Ananda Impact Ventures verwaltet 150 Millionen Euro

Investiert wird laut Ananda Impact Ventures in Technologieunternehmen, die sich den „ökologischen und sozialen Herausforderungen unserer Zeit widmen.“ Nach dem letzten Closing des vierten „Core Impact Fund“ in der Höhe von 65 Millionen Euro stehen dafür nun 150 Millionen Euro bereit, wie der VC am Dienstag bekannt gab.

Möglich macht dies die Unterstützung des Europäischen Investitionsfonds (EIF), Big Society Capital und einer Reihe von Family Offices. Ursprünglich waren für den vierten Fonds rund 40 Millionen vorgesehen, wobei dieser laut Ananda Impact Ventures um 25 Millionen Euro übertroffen wurde. Zudem wurde das Zielinvestitionsvolumen laut den beiden VC-Gründern Johannes Weber und Florian Erber nun von 75 Millionen Euro auf bis zu 100 Millionen Euro angehoben.

Der Investitionsfokus

Es gibt ein klares Muster in der Art von Unternehmen, mit denen Ananda zusammenarbeiten möchte, sagte Erber. „Unsere Zielunternehmen haben ihren Impact von Natur aus in ihr Geschäftsmodell integriert.
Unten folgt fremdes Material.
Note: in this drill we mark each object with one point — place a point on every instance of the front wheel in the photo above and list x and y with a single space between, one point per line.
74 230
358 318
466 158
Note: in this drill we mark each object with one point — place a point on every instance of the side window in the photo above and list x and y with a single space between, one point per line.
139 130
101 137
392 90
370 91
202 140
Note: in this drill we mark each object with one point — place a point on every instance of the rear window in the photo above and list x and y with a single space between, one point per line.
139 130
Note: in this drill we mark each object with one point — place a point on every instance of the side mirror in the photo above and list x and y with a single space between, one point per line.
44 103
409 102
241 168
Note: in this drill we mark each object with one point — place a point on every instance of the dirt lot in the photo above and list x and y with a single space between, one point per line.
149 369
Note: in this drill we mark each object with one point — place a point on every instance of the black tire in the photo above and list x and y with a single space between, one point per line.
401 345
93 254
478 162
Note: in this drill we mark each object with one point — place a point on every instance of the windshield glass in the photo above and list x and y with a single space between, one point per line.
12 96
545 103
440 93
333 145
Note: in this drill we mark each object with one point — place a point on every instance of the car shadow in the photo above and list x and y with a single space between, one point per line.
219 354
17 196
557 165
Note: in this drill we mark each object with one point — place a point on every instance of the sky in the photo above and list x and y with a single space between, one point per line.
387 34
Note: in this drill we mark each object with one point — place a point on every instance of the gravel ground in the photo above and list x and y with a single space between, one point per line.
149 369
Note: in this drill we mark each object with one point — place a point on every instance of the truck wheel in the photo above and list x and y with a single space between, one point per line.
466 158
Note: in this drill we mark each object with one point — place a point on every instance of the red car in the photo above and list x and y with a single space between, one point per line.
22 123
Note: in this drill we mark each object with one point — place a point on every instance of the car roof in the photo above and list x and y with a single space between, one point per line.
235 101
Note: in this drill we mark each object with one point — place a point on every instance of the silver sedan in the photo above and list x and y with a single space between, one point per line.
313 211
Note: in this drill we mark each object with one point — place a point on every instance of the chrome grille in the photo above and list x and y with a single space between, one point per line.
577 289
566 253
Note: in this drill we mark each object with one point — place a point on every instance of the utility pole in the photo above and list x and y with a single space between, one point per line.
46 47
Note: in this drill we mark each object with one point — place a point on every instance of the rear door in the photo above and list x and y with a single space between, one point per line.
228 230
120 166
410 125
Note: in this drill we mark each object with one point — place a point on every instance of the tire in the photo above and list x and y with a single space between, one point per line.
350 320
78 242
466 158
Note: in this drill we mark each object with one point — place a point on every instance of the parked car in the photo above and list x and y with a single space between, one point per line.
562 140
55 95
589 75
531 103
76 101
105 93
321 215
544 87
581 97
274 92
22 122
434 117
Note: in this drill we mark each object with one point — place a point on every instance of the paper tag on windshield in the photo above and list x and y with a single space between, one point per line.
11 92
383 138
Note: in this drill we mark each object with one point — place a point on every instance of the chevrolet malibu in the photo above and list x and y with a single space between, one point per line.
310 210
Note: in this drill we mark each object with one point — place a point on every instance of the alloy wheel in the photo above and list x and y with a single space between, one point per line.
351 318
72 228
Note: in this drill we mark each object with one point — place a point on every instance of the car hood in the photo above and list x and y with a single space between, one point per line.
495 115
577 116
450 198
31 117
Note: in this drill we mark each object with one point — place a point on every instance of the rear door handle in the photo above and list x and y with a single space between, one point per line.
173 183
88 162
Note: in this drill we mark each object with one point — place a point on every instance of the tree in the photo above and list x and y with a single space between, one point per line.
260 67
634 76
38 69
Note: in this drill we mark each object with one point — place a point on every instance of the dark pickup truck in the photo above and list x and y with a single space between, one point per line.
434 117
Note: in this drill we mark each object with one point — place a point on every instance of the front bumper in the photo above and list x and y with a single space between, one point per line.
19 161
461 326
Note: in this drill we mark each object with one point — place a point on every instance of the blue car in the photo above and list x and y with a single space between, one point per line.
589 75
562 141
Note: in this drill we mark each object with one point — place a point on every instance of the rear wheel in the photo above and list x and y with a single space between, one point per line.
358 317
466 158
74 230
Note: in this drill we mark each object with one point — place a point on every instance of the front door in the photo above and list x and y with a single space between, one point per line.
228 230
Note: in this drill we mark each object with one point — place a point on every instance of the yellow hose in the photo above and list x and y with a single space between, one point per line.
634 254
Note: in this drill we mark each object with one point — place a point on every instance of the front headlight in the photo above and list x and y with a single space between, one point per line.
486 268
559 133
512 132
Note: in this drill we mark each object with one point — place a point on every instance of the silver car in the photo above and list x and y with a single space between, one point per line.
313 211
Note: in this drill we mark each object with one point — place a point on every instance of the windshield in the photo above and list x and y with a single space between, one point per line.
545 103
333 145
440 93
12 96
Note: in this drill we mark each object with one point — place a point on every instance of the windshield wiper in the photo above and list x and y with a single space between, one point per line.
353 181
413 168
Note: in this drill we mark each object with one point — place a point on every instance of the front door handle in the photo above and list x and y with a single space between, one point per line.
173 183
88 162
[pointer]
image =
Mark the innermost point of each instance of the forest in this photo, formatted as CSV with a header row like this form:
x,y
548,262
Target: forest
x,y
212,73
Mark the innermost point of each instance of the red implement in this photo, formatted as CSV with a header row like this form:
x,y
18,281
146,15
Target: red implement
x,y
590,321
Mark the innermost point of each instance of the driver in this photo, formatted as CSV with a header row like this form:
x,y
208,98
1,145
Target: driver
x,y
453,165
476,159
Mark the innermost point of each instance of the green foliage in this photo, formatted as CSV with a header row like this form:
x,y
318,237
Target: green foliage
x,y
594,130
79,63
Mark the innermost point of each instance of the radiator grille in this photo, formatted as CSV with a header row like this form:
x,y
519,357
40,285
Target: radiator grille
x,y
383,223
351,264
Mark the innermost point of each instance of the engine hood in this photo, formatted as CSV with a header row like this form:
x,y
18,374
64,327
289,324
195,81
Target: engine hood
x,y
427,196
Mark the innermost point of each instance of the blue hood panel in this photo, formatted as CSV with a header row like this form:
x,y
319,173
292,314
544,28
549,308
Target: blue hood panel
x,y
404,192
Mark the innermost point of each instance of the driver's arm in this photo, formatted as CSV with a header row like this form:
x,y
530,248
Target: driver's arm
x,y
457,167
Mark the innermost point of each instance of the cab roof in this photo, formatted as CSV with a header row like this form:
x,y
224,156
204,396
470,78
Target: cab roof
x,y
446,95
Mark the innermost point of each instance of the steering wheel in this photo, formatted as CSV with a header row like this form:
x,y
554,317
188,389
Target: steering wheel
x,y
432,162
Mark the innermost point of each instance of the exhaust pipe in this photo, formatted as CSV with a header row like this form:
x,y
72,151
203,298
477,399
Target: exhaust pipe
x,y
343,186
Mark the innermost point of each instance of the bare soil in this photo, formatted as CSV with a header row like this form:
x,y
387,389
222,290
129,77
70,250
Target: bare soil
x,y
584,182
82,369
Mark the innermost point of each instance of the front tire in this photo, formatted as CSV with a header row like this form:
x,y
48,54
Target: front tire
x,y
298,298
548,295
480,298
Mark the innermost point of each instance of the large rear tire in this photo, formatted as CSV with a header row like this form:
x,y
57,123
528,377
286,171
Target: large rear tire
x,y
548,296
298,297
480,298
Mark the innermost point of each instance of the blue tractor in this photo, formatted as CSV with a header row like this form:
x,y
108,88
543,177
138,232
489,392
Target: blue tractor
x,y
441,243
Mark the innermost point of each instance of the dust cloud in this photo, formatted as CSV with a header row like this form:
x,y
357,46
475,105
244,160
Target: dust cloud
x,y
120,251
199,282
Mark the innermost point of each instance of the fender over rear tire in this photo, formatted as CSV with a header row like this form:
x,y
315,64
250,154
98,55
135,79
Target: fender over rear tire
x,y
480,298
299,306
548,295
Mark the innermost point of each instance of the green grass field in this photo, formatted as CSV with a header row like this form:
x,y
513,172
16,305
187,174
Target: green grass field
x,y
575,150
Die einfache Formel, dass mehr Umsatz auch mehr Wirkung bedeutet, gilt also für uns alle. Unsere jüngsten Investitionen in Klim (Carbon Farming) und OroraTech (Satelliten zur Vermeidung von Waldbränden) zeigen, dass dies nicht nur auf sozialer, sondern auch auf ökologischer/klimatischer Seite gut funktioniert.“

Zudem stehen laut Eigendefinition neben der Wirkung ethische Führung und Governance im Mittelpunkt von Ananda. Aktuell umfasst das Portfolio 29 Unternehmen, wobei laut Ananda Impact Ventures 38 Prozent der Unternehmen über mindestens eine weibliche Gründerin verfügen.

Investiert wird in Startups, die bereits erste Umsätze und ein Geschäftsmodell haben. Der Fokus liegt dabei auf Startups aus der DACH-Region und Großbritannien. Beteiligungen können sowohl in der Seed-Phase oder auch später im Rahmen von Series-A-Runden erfolgen.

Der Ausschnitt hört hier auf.